On two occasions, Maitland evokes the words of Ursula le Guin’s Earthsea quartet in A Book of Silence. She does so in a quasi-mystical way, referring to the magical silence held within names and the roaring silence that follows battling the natural elements. In reviewing A Book of Silence for The Literary Review, Ursula le Guin is anything but mystical in her approach to the book, noting the following:
I hope I am not quibbling with her generous intent in saying that she seems a bit inclined to overlook the part privilege can play. She knows how foreign a chosen solitude may seem to many people, but I’m not sure she has considered how simply unattainable it is to most.
It is a fair point. A Book of Silence is a finely written meditation on silence and one that brought this reader moments of quietude. Even so, the book, like its fascinations with explorers and adventurers, is weakened by the fact that so much of the “silence” described by Maitland is outer—in a real world—one that has to be bought by privilege.

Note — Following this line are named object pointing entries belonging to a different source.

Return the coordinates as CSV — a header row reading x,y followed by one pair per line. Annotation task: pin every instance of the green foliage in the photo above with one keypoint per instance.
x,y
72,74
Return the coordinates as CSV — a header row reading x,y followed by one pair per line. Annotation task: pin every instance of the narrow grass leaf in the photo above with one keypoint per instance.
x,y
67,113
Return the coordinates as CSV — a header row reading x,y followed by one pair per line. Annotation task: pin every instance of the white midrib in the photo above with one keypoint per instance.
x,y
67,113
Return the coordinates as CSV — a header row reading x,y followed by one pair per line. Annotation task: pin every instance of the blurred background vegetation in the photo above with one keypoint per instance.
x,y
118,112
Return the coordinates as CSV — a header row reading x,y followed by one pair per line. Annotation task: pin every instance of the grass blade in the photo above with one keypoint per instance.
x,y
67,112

A Book of Silence is a wonderful, imaginative work. It rises far above the ubiquitous DIY meditation manual of New Age philosophy. The book is truly a meditation on aspects of silence, detailed, eccentric and far-ranging. In spirit, the book echoes the Renaissance and elaborate writers such as Sir Thomas Browne and Robert Burton. But there is always this annoying sense that silence is not for the common reader, rather for the person who can afford to rent a cottage on Skye, or visit the Sinai desert, or build their own house with a moor of silence through the window.
One of the most interesting lines of enquiry followed by Sara Maitland is that silence is not negative, is more than an absence of sound. Indeed, silence is anything but a vacuum: it is a density. Also, given her occupation as a writer, the author of this work courageously observes that writing and silence are enemies: a writer needs silence to work, but entering fully into silence, that space beyond words is death for any author. Reading and writing, in our present cultural climate, are silent and “deeply private activities” (p.150) states Maitland in a central section on reading. And she goes on to speculate about the reading experience: reading, for her, isn’t an encounter with silence; such tends to be an active, inner battle with an authorial point-of-view or a passive surrender to an inner fictional world that sucks life out of her. I recognise both these states of reading, but, as is the case with many fascinating sections of A Book of Silence, the author doesn’t consider the whole spectrum. Yes, reading The Observer on a quiet Sunday frequently turns into a blood bath…rage with the world…anger with political deceptions…poorly written book reviews. Yes, reading What is the What over many nights before sleep was a sapping experience. But Maitland ignores that mode of writing, poetry, which more than any other deals with silence. At the close of “Silence and the Gods”, Sara Maitland alludes to a new method of reading, one that is slow, meditative, personal and in tune with the quality of words. Isn’t that the reading experience that comes with poetry? On this, she is regrettably silent.
At one point, during her reflections on reading, Sara Maitland quotes St Benedict: “a cloister without books is a fort without an armoury.” She takes the statement at face-value, books belong to silence, without observing the secondary idea suggested by St Benedict. The cloister of silence is a fort and books are its protection against evil. These words resonate for me at the moment. They touch upon what I see as central to the link between silence and reading. Recently, I lost a close friend to a manipulative religious church in Malawi. In a sudden conversion, he exchanged his love of poetry for Bible classes, for a church that is hostile to individual creative expression, such that all texts “mislead”, as he informed me, “from life”…except The Bible. For 40 days, like Maitland’s Christ-like excursion into the silence of the isle of Skye, I have pondered this, retiring more and more from anger and grief into a place of intense loss, trying to find silence, balance, an end to conflicting narratives. The question I have been answering is why he decided to accept my idea of Hell: a Bible class of untrained readers being rhetorically initiated into a single interpretation of text and life by a prejudiced guide. What allowed this? My final answer has to do with silence. He lacked silence within himself. He did not have the cloistered fortress within him, a self-awareness developed through reading, to resist the Devil with silent defiance.
The ultimate evaluation of A Book of Silence should be on Sara Maitland’s terms. It did not lead me into a noisy quarrel with her ideas. I found her ideas gently explored. It did not draw me into a kind of Romantic escapism that emptied life out of me, leaving me frustrated and empty, accepting the fact that I live in the heart of a noisy city where silence is rare. It helped me, in a quiet, medial manner, to perceive that sanity is related to the sacred silence, whatever that is, within an individual; and that silence should be cultivated…even taught…and meditative reading is a form of hermetical protection, a sealing off, against noisy, predatory forces in the world. "All silence," as Maitland's anatagonist/Job's Satan says to her, "is not waiting to be broken.